Die Verantwortung für den Terrormord liegt nicht bei den Tätern allein
Genau deshalb aber liegt die Verantwortung für den Terror nicht nur bei den Relativierern aus den Reihen dieser Gemeinschaft – sie liegt in unserer Gesellschaft insbesondere auch bei denen, die die Verantwortlichen durch die Hintertür eines imaginären Islamismus entschlüpfen lassen, statt sie zu stellen und in ihre Verantwortung zu nehmen.
Niemand behauptet, dass Muslime wie Mazyek persönlich die Schuld am mit dem Islam begründeten Tod Unschuldiger haben. Wenn Menschen wie Mazjek sich aber den in ihrem religiösen Basiswerk verankerten Ursachen zu entziehen suchen, dann machen sie sich mitschuldig.

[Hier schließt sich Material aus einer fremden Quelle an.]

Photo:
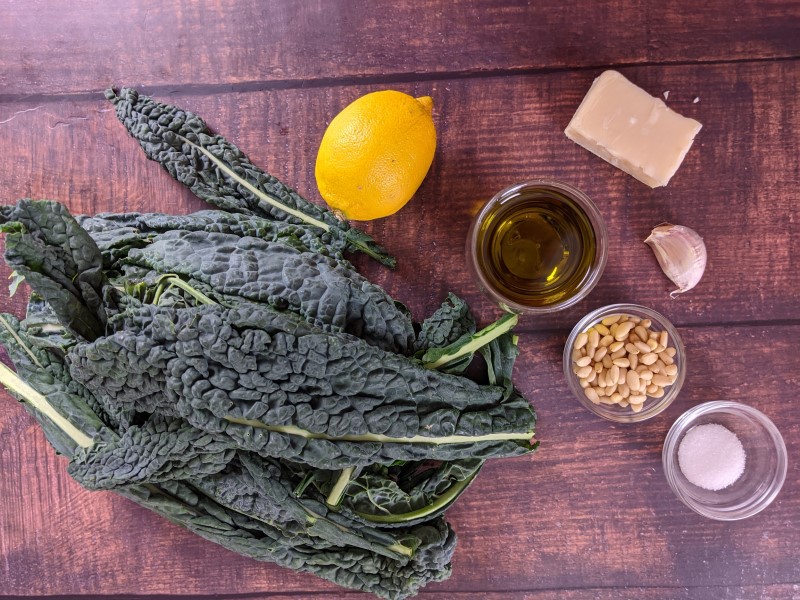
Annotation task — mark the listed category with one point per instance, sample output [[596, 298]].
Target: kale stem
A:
[[19, 341], [376, 437], [458, 349], [196, 294], [339, 488], [22, 390], [255, 191], [440, 502]]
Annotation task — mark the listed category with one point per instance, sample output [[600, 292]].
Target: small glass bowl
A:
[[765, 461], [651, 406], [512, 194]]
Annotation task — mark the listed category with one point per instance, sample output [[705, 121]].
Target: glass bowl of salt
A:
[[725, 460]]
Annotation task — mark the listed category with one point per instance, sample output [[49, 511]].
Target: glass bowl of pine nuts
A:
[[625, 362]]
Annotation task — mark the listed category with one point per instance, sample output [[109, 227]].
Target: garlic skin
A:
[[681, 253]]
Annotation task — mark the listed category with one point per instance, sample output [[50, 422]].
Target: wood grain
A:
[[738, 186], [50, 48], [591, 509], [588, 516]]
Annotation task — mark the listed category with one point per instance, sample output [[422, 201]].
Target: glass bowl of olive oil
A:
[[537, 247]]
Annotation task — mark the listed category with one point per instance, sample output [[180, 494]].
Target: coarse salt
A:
[[711, 456]]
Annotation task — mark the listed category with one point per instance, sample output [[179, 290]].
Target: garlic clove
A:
[[681, 253]]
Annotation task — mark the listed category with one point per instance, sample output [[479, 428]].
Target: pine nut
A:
[[632, 379], [668, 360], [623, 330], [601, 329], [649, 358], [581, 340], [661, 380], [620, 361]]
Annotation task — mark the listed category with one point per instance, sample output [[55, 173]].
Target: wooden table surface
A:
[[588, 516]]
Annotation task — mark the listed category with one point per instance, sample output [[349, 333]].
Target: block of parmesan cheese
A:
[[623, 124]]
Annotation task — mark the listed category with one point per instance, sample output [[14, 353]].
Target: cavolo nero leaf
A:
[[329, 294], [117, 234], [219, 173], [283, 389], [58, 259]]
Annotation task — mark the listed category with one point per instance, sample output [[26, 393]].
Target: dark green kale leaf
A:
[[331, 295], [117, 234], [285, 390], [450, 322], [219, 173], [69, 423], [59, 260]]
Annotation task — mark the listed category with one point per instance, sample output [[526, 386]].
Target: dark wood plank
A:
[[590, 510], [737, 186], [52, 48]]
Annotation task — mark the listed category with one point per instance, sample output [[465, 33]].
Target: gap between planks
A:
[[207, 89]]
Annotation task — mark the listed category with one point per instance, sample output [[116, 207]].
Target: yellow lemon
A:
[[375, 154]]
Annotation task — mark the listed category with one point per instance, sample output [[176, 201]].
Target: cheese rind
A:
[[632, 130]]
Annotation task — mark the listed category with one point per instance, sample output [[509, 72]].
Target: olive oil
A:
[[536, 248]]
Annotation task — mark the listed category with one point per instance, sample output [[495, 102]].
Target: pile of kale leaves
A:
[[231, 371]]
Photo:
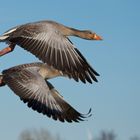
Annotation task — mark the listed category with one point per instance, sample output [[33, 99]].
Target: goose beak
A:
[[97, 37]]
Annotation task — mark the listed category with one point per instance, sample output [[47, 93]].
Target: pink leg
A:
[[8, 49], [1, 81]]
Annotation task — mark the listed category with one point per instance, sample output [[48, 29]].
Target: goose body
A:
[[29, 82], [48, 40]]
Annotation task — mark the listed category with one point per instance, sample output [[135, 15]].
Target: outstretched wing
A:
[[52, 47], [41, 96]]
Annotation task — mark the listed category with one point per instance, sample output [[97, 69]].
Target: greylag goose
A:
[[48, 40], [29, 82]]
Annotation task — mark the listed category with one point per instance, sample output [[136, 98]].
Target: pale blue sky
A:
[[115, 99]]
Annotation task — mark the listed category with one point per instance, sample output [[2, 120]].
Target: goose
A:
[[30, 83], [48, 41]]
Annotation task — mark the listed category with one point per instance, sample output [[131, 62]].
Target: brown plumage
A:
[[49, 41], [29, 82]]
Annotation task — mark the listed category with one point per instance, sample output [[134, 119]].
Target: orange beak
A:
[[97, 37]]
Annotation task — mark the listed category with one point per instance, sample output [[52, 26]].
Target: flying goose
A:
[[29, 82], [48, 40]]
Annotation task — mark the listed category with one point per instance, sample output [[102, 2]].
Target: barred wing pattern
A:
[[41, 96], [58, 51]]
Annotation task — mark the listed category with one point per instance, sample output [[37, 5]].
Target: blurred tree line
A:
[[44, 134]]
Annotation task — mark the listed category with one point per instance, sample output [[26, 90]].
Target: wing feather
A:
[[40, 95]]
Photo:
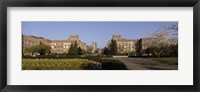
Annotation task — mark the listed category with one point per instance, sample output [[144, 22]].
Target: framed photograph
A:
[[74, 45]]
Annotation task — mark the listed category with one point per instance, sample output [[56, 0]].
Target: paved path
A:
[[145, 64]]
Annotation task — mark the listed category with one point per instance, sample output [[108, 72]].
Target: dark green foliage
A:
[[93, 58], [55, 64], [111, 64], [164, 51]]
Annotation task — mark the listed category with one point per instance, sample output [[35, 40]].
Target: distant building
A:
[[92, 48], [29, 41], [123, 45], [143, 43], [57, 46]]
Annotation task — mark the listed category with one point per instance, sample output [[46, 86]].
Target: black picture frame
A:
[[98, 3]]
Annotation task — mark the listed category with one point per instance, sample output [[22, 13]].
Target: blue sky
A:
[[89, 32]]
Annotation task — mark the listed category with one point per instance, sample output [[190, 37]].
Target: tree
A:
[[113, 47], [106, 51]]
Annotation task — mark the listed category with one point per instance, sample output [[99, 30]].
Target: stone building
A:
[[29, 41], [92, 48], [124, 45], [143, 43]]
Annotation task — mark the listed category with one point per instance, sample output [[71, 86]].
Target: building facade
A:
[[57, 46], [123, 45]]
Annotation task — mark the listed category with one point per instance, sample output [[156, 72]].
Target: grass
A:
[[56, 64], [168, 60]]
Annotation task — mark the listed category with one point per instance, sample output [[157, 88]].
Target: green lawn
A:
[[58, 64], [168, 60]]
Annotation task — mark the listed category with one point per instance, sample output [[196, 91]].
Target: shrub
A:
[[54, 64], [112, 64], [93, 58]]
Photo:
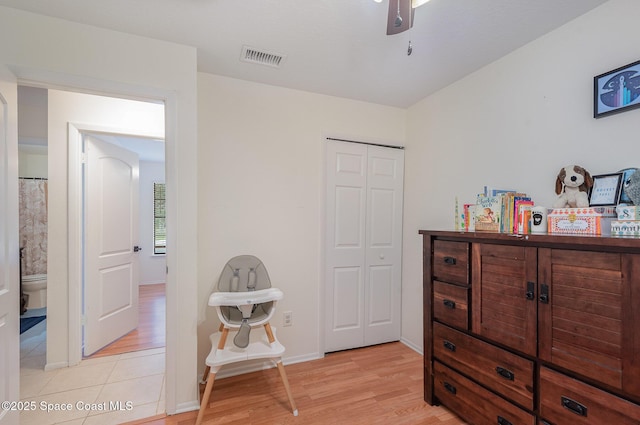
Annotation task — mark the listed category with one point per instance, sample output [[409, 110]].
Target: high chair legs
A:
[[205, 397], [285, 381]]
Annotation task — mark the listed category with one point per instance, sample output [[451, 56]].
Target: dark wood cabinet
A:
[[532, 329]]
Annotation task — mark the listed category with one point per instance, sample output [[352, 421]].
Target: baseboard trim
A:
[[187, 406], [412, 346], [54, 366]]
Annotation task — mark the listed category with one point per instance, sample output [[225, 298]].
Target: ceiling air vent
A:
[[261, 57]]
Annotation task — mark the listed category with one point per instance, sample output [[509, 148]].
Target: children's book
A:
[[469, 217], [488, 213], [517, 202]]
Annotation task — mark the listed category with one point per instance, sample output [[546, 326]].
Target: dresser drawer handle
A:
[[449, 345], [503, 421], [506, 374], [574, 406], [450, 388]]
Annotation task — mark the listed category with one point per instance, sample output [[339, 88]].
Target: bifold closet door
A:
[[363, 244]]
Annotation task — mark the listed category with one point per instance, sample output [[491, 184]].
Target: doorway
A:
[[136, 318], [155, 358]]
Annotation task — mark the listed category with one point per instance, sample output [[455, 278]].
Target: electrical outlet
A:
[[287, 318]]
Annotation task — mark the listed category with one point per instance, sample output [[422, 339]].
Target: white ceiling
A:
[[333, 47]]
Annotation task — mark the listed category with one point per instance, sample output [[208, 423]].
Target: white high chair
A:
[[244, 300]]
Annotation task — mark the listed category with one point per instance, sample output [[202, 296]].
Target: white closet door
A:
[[383, 254], [362, 244]]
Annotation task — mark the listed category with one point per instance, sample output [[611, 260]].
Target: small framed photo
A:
[[616, 91], [605, 190]]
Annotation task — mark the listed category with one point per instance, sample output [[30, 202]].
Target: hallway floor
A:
[[135, 379]]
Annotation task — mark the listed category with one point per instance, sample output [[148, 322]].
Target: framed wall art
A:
[[616, 91], [605, 190]]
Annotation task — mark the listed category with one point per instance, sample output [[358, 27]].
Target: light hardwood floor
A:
[[151, 324], [382, 385]]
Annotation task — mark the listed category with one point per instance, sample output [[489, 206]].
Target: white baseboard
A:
[[187, 406], [54, 366], [412, 346]]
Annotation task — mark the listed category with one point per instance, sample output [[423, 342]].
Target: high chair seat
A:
[[244, 301]]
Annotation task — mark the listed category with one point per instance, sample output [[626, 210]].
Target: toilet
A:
[[35, 286]]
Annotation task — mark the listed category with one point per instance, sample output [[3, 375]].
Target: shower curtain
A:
[[33, 225]]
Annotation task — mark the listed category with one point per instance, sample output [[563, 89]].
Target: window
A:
[[159, 227]]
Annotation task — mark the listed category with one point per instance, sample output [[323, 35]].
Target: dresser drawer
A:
[[474, 403], [451, 261], [505, 373], [564, 400], [451, 304]]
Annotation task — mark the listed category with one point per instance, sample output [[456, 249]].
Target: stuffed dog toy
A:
[[572, 187]]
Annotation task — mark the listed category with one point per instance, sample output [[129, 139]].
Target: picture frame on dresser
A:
[[617, 90], [606, 190]]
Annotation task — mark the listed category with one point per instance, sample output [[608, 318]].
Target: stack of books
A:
[[504, 211]]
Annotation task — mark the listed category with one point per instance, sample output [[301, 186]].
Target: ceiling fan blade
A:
[[400, 17]]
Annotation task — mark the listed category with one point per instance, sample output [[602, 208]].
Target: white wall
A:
[[152, 267], [260, 163], [32, 161], [61, 53], [515, 123]]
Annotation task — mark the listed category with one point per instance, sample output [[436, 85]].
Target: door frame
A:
[[76, 132]]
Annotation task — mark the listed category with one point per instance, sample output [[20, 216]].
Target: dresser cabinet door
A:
[[588, 315], [504, 295]]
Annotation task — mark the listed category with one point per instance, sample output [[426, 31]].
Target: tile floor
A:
[[135, 379]]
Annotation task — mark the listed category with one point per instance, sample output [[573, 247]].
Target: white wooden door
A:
[[9, 250], [363, 244], [111, 235], [383, 259]]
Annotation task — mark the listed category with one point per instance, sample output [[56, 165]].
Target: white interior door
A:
[[111, 235], [383, 259], [9, 251], [363, 244]]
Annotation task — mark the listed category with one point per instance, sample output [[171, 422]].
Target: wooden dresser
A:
[[536, 329]]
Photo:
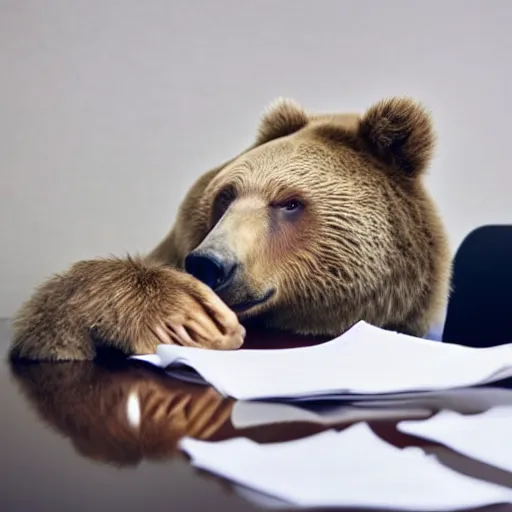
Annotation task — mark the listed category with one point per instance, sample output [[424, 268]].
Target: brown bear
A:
[[322, 222]]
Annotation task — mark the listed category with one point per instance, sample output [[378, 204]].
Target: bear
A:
[[323, 221]]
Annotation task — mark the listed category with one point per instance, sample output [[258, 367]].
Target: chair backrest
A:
[[479, 311]]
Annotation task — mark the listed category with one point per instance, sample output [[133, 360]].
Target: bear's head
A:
[[325, 221]]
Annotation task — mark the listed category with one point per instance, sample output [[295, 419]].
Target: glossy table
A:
[[67, 444]]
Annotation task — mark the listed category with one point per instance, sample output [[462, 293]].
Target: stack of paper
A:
[[484, 437], [352, 468], [249, 414], [364, 361]]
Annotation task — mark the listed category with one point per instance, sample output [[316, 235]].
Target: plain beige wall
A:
[[110, 109]]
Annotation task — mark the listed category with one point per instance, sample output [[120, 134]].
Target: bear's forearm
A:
[[108, 297]]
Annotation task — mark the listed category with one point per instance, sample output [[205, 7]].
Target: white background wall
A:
[[110, 109]]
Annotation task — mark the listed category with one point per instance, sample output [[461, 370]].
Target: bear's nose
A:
[[213, 269]]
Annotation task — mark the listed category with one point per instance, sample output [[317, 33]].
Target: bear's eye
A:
[[291, 205]]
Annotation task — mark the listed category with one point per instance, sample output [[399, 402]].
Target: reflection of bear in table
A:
[[324, 221]]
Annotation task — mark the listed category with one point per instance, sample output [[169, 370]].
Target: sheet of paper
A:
[[352, 468], [462, 400], [484, 437], [365, 360], [248, 414]]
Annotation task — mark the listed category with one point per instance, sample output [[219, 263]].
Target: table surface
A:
[[66, 443]]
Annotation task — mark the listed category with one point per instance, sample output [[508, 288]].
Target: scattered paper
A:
[[365, 360], [352, 468], [247, 414], [462, 400], [484, 437]]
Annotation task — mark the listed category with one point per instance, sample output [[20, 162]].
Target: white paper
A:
[[247, 414], [365, 360], [352, 468], [484, 437], [462, 400]]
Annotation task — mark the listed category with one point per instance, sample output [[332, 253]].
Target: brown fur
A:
[[367, 245]]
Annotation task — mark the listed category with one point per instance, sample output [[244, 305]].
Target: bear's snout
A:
[[213, 268]]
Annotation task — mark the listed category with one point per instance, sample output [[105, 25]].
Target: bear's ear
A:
[[281, 118], [399, 132]]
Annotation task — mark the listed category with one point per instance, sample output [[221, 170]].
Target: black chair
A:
[[479, 312]]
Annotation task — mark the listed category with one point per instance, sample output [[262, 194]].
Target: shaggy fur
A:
[[329, 223]]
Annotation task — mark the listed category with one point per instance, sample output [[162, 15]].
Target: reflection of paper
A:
[[365, 360], [484, 437], [353, 468], [255, 414], [467, 400]]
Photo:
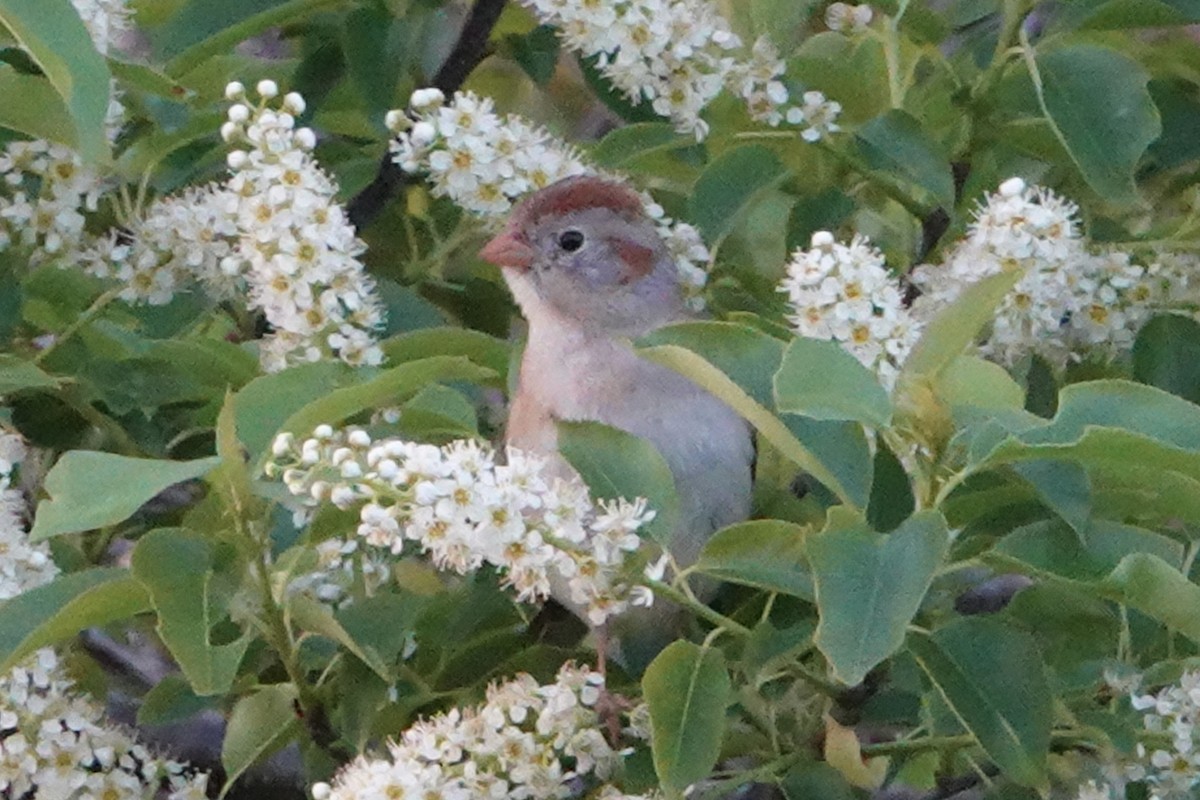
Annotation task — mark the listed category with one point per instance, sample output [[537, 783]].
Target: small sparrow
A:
[[589, 271]]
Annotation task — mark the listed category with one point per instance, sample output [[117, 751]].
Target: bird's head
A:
[[585, 251]]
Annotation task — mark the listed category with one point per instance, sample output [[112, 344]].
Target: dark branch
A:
[[467, 53]]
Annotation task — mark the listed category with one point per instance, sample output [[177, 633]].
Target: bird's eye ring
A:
[[570, 240]]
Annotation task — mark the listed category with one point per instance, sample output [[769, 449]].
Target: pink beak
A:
[[508, 250]]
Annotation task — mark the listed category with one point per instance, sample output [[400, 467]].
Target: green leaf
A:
[[309, 614], [169, 701], [259, 725], [1167, 355], [388, 388], [820, 379], [177, 567], [149, 80], [267, 402], [33, 107], [618, 464], [957, 326], [17, 374], [870, 585], [1065, 488], [763, 553], [843, 447], [970, 380], [993, 678], [715, 382], [480, 348], [630, 142], [894, 143], [729, 185], [1151, 585], [54, 35], [537, 52], [687, 689], [1125, 14], [59, 609], [1099, 108], [91, 489]]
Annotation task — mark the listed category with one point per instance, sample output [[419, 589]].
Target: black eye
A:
[[570, 240]]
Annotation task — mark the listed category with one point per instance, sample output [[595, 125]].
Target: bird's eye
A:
[[570, 240]]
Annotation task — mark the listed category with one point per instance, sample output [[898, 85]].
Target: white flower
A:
[[844, 293], [849, 18], [273, 233], [463, 510], [511, 746]]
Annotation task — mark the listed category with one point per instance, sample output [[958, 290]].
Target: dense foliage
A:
[[945, 259]]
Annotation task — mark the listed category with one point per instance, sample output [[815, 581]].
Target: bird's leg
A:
[[609, 705]]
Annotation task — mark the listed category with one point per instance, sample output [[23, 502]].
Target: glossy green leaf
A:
[[869, 587], [1065, 488], [388, 388], [894, 143], [59, 609], [1098, 106], [993, 678], [177, 567], [1167, 355], [762, 553], [970, 380], [714, 380], [91, 489], [480, 348], [843, 447], [312, 615], [265, 403], [54, 35], [954, 328], [618, 464], [687, 689], [729, 185], [749, 356], [630, 142], [820, 379], [259, 725], [1155, 588], [18, 374], [33, 107], [1125, 14]]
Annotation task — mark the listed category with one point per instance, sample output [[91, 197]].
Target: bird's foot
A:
[[609, 708]]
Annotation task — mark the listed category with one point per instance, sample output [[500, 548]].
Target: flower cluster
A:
[[527, 741], [678, 55], [849, 18], [465, 510], [844, 293], [47, 186], [53, 741], [484, 162], [273, 232], [1175, 710], [48, 191], [179, 241], [298, 251], [1068, 301]]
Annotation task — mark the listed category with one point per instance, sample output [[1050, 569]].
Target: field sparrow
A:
[[591, 271]]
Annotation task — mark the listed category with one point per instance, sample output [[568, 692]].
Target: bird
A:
[[589, 271]]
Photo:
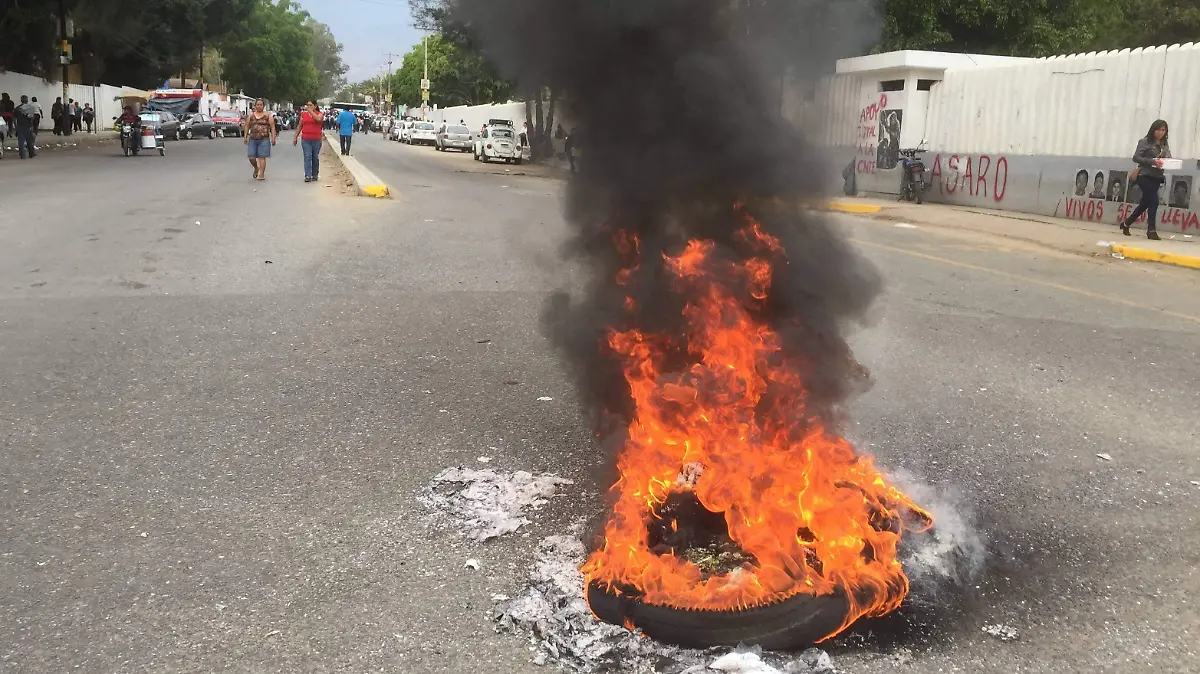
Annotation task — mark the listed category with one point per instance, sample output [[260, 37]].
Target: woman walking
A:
[[1149, 176], [309, 132], [261, 134]]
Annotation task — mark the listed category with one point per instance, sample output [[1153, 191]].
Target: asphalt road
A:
[[210, 463]]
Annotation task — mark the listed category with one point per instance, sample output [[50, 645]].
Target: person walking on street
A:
[[261, 134], [24, 118], [346, 121], [7, 109], [37, 114], [57, 115], [573, 142], [1149, 176], [309, 132]]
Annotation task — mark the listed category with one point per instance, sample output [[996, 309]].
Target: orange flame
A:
[[732, 429]]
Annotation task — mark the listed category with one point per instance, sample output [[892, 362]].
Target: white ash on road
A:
[[551, 611]]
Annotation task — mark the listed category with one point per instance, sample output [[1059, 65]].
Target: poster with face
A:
[[1181, 191], [888, 155], [1081, 178], [1097, 186], [1116, 186]]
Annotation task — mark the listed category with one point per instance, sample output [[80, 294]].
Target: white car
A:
[[405, 132], [498, 142], [423, 133]]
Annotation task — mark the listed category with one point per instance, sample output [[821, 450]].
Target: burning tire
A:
[[792, 624]]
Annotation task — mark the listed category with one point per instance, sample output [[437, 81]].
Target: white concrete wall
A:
[[101, 97], [478, 115], [1084, 104]]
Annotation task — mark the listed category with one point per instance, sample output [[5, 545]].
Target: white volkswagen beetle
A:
[[498, 142]]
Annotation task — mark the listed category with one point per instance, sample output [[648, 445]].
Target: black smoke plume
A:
[[676, 108]]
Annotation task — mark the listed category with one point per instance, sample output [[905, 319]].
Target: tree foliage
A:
[[271, 53], [327, 56], [143, 42], [457, 77]]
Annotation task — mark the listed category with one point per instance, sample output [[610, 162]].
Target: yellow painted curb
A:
[[1144, 254]]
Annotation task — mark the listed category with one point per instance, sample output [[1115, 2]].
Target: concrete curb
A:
[[849, 208], [1147, 256], [365, 182]]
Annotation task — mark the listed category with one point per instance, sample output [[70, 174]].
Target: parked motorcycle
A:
[[913, 184], [131, 139]]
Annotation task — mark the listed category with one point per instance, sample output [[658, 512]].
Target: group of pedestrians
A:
[[23, 121], [262, 133], [71, 116]]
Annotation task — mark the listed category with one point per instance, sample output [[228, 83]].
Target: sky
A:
[[367, 30]]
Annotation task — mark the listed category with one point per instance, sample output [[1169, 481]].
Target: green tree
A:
[[271, 54], [457, 77], [327, 56]]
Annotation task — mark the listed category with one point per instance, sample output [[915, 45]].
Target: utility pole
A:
[[425, 79], [65, 58], [391, 108]]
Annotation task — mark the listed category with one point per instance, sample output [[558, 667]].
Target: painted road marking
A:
[[1027, 280]]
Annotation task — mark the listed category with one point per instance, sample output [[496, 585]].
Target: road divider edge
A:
[[366, 182], [1145, 254]]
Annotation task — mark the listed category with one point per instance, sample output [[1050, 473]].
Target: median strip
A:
[[1145, 254], [366, 182]]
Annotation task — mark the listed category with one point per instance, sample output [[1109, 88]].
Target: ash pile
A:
[[553, 614]]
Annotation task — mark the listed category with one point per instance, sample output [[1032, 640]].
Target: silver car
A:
[[453, 137]]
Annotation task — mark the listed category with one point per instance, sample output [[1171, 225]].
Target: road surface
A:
[[221, 399]]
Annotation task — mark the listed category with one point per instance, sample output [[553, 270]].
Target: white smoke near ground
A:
[[953, 553]]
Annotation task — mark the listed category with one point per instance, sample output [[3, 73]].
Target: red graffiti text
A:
[[971, 175], [1168, 216], [868, 133], [1091, 210]]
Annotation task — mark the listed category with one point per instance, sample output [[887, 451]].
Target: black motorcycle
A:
[[131, 138], [912, 175]]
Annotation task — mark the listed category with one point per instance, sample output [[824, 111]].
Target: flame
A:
[[731, 429]]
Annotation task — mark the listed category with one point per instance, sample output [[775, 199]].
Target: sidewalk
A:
[[1068, 235], [47, 140]]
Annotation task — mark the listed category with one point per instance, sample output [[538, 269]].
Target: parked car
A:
[[423, 133], [227, 121], [453, 137], [406, 131], [196, 125], [166, 122], [498, 142]]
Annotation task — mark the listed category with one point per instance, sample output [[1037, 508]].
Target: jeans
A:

Deswegen auch ist es falsch und dient der Sache nicht, wenn unsere Medien mehrheitlich der Schimäre einer vermeintlichen Trennung von Islam und Islamismus hinterherlaufen – und ein selbsternannter Terrorismus-Experte alles daran setzt, die Bezüge zwischen Täter und Ursache zu vernebeln, statt diese klar zu benennen.
Im konkreten Fällen wie in Berlin, Nizza und anderswo ist es gänzlich irrelevant, ob „der“ IS einen konkreten Einsatzbefehl gegeben hat oder nicht. Die Mörder sind „Soldaten des Islamischen Staats“, weil sie sich von diesem inspirieren lassen. Die „Soldaten des IS“ sind sunnitische Muslime, die sich mit vollem Recht auf eine wortgetreue Auslegung des Koran berufen, weil alles, was sie tun, sich dort als Handlungsanweisung findet. Die wortgetreue Auslegung dieses Koran wiederum wird maßgeblich von ausgerechnet jenen Arabern in Riyad organisiert, die kein Problem damit haben, Kritiker an diesen irrationalen Werken zu Tode peitschen zu lassen und denen sich selbst in der Kairoer AlAzhar-Glaubensschule niemand in den Weg stellt, weil auch dort der Weltbeherrschungsanspruch des Islam jedweden Ansatz einer Überwindung des archaischen Inhalts des Schriftwerkes verhindert.
Diese Kausalketten zu erkennen und gegen sie zu wirken, ist der Weg, der einzig und allein zur Überwindung des Terrors führen wird. Sie aber zu vernebeln, wie es Medien und Politik und unmittelbar Involvierte wie die Muslime aus falsch verstandener Rücksichtnahme oder Selbsthypnose beständig tun – das legt die Verantwortung für die Opfer auch auf deren Schultern.
So, wie es nicht darum gehen kann, jeden Muslim zum Terrorverdächtigen zu stempeln, darf es nicht darum gehen, ihn von jeder Verantwortlichkeit freizusprechen. Überwindung von Gewalt liegt in der Erkenntnis ihrer Ursachen. Wer diese Erkenntnis vorsätzlich verweigert, sei es aus Dummheit oder aus falsch verstandener Rücksichtnahme, wird selbst mitschuldig an den Opfern, die die Gewalt verursacht.